Bruxelles choisit une administration forte et intégrée
Le Gouvernement bruxellois franchit une étape majeure dans la plus grande réforme administrative de ces dernières années

Le Gouvernement bruxellois a approuvé aujourd’hui la deuxième lecture du Pilier 1, première et plus importante pierre angulaire de la réforme de l’administration bruxelloise. Il franchit ainsi une étape décisive vers une administration bruxelloise intégrée, plus efficace, moins fragmentée et mieux préparée aux défis de demain.
Le Pilier 1 constitue le socle de la réforme plus large de l’appareil administratif bruxellois. Cette réforme vise à regrouper les services de support tels que les ressources humaines, l’informatique, les acquisitions, la comptabilité et les services facilitaires au sein d’une structure regroupée au service de l’ensemble des administrations bruxelloises. L’objectif est de simplifier les processus, d’utiliser les moyens de manière plus efficace et d’éviter les doublons.
Au cours des derniers mois, plus d’une centaine de fonctionnaires issus de différentes administrations ont participé à la préparation de cette réforme. Leur expertise et leur expérience de terrain ont constitué la base du modèle approuvé aujourd’hui.
« Avec cette décision, nous franchissons une étape historique pour Bruxelles », déclare Dirk De Smedt, ministre des Finances et du Budget et également en chargede la Fonction publique. « Pendant des années, on a parlé de davantage de coopération, de moins de fragmentation et d’une administration plus efficace. Aujourd’hui, nous transformons ces paroles en actes. Cette réforme doit permettre à nos administrations de se concentrer pleinement sur leurs missions essentielles et de garantir une utilisation plus efficiente de l’argent du contribuable. »
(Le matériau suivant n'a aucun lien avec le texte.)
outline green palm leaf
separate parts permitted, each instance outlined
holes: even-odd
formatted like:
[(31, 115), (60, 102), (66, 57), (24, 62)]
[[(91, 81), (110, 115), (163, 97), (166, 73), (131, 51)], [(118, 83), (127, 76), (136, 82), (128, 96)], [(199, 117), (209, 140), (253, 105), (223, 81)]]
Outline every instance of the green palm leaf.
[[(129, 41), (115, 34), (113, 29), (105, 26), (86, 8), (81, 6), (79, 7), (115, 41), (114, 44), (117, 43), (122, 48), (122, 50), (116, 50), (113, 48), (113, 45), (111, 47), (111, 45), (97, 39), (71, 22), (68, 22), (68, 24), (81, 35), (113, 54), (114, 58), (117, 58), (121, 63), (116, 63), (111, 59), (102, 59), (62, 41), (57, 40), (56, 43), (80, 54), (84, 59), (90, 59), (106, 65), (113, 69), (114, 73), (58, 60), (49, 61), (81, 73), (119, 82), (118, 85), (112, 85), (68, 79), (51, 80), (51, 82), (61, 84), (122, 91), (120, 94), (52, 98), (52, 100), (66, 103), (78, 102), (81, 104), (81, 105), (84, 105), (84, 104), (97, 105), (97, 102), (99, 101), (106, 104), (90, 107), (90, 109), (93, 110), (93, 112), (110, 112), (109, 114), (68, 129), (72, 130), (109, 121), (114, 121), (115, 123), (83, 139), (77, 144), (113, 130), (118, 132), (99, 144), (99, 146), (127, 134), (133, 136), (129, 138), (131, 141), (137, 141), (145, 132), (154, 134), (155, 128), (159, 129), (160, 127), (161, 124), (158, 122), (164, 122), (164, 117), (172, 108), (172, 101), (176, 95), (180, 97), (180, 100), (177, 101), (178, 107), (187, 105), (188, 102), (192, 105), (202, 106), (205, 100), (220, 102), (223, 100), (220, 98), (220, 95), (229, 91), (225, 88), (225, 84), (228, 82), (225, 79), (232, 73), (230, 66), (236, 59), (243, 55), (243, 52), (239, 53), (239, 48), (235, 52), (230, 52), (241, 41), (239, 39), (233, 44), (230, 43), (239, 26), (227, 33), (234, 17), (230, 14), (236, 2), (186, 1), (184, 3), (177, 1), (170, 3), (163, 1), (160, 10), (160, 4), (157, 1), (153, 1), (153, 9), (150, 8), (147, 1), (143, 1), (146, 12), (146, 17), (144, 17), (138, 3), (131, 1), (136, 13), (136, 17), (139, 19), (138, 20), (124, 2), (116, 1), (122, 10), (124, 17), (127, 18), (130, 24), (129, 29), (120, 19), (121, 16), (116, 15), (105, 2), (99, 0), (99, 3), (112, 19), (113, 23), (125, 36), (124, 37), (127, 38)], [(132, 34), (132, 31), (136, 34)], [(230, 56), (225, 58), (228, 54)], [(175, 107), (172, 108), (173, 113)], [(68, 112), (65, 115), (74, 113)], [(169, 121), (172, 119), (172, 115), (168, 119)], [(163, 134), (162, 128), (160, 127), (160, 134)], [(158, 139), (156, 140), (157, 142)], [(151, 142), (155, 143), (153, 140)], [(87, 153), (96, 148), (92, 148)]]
Cette réforme ne constitue pas seulement une réorganisation administrative. Elle représente également un élément essentiel de la trajectoire vers un budget à l’équilibre en 2029. Les gains d’efficacité et les économies structurelles qui en découleront font partie intégrante de la trajectoire pluriannuelle définie par le Gouvernement bruxellois.
« Si l’on veut assainir durablement les finances bruxelloises, il faut aussi avoir le courage de réformer », poursuit Dirk De Smedt. « Avec le Pilier 1, nous posons les bases d’une administration plus simple, moins coûteuse et plus performante. C’est bénéfique pour les Bruxellois, pour nos collaborateurs et pour l’avenir de la Région. »
L’approbation de cette réforme ouvre désormais la voie à la phase suivante. Le gouvernement poursuivra dans les prochains mois le travail de mise en œuvre concrète afin que la nouvelle structure puisse être définitivement ancrée dès cet été.
Le Pilier 1 est le premier des quatre grands piliers de réforme qui doivent ensemble conduire à une gouvernance bruxelloise plus simple, plus efficace et financièrement plus saine. Par cette décision, le Gouvernement bruxellois confirme sa volonté de mener à bien les réformes nécessaires et de réduire progressivement la fragmentation administrative de la capitale.
« Bruxelles a besoin de moins de fragmentation, de davantage de coopération et d’une administration qui se concentre sur ce qu’elle doit faire. Aujourd’hui, nous franchissons une étape décisive dans cette direction et remettons de l’ordre dans nos propres administrations », conclut Dirk De Smedt.